How to reduce your risk of swimmer’s itch
To reduce your chances of developing swimmer’s itch, you can try these CDC tips:
- Try to towel dry or shower immediately after swimming.
- Avoid swimming in waters where signs say it’s unsafe.
- Don’t feed birds or do other things that attract waterfowl to swimming areas.
- Don’t swim in shallow or marshy areas where snails are commonly found.
Some people on social media say rubbing baby oil on their skin before swimming has saved them from swimmer’s itch. This may help because it adds a thick fatty layer on the skin that prevents the parasites from burrowing, Bellinger said. But he advises against this because some products could harm aquatic life.
A layer of sunscreen or clothes on top of a bathing suit could likely also do the trick, though there is no official way to prevent infection or reaction.

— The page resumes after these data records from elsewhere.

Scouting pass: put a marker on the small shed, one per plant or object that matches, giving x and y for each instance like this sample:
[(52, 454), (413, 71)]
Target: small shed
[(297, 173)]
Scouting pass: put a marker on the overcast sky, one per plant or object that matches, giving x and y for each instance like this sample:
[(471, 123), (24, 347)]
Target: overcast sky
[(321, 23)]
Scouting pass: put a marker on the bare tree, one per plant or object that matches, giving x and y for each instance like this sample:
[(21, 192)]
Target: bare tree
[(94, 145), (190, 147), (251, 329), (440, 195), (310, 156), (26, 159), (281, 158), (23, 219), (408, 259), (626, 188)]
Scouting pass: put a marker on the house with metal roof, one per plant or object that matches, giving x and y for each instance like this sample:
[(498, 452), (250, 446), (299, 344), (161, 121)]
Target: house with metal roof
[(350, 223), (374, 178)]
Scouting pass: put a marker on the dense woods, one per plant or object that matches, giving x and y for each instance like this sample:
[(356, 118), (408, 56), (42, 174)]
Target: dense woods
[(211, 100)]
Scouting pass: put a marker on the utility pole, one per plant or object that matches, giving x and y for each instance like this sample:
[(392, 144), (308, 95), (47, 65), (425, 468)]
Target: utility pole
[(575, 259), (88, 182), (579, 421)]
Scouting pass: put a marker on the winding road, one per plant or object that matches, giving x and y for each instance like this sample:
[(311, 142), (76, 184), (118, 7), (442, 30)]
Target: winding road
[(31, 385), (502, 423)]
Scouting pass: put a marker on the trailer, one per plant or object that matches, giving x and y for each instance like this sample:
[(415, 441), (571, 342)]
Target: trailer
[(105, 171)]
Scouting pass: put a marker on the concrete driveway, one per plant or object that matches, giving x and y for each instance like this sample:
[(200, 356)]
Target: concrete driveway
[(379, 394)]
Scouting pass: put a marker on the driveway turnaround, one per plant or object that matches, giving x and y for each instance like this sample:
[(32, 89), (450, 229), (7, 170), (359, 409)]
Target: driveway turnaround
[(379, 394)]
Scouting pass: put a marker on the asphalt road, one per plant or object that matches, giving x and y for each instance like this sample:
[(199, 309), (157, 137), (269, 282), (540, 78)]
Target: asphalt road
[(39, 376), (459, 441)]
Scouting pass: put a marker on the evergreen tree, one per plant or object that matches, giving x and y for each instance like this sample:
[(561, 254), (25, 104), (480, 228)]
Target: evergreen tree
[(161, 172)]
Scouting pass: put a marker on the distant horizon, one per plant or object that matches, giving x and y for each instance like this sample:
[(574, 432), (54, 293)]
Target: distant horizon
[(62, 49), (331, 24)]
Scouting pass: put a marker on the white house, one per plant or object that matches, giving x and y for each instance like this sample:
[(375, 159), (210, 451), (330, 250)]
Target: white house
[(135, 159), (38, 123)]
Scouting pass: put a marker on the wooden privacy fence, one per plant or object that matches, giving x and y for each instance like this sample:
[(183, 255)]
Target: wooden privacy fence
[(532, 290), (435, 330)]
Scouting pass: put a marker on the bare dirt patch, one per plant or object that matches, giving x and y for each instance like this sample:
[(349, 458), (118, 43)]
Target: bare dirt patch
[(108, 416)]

There’s also no telling how common swimmer’s itch actually is. Local public health departments are not required to report cases to the CDC, an agency spokesperson told us, and little research has been done on the reaction. The Texas Department of State Health Services told BuzzFeed News that swimmer’s itch isn’t a “notifiable condition” in the state, so cases would not be reported.
“In my opinion, it’s something that’s shrugged and accepted as what occurs when you swim in a natural water body because it’s relatively short-lived and benign,” Bellinger said.
Little is known about how climate change is affecting the prevalence of these parasites, too, Bellinger said. However, warmer conditions can lead to higher concentrations of cercariae, according to a 2004 study published in the American Journal of Public Health. So hotter summers or bodies of water in southern regions may be more likely to encourage the growth of the parasite.
Here are some other important facts to know about swimmer’s itch:
- Most cases do not require medical attention and can be relieved with corticosteroid creams, baths in Epsom salt or baking soda, and cool compresses to affected areas. The CDC recommends mixing baking soda with water to form a paste and applying it to the skin.
- It’s not contagious.
- There’s no way to know beforehand whether water is contaminated, so be sure to towel dry and shower immediately to prevent irritation after swimming.
- There’s no official test to diagnose it and skin biopsies are not helpful.
- Scratching your rash may cause a secondary bacterial infection, so try to avoid itching for at least a week.
- Swimmer’s itch can look like other conditions, including impetigo, chickenpox, poison ivy, and herpes.
“The chances of having any kind of adverse reaction is pretty small,” Bellinger said, “but it’s important to follow best practices.”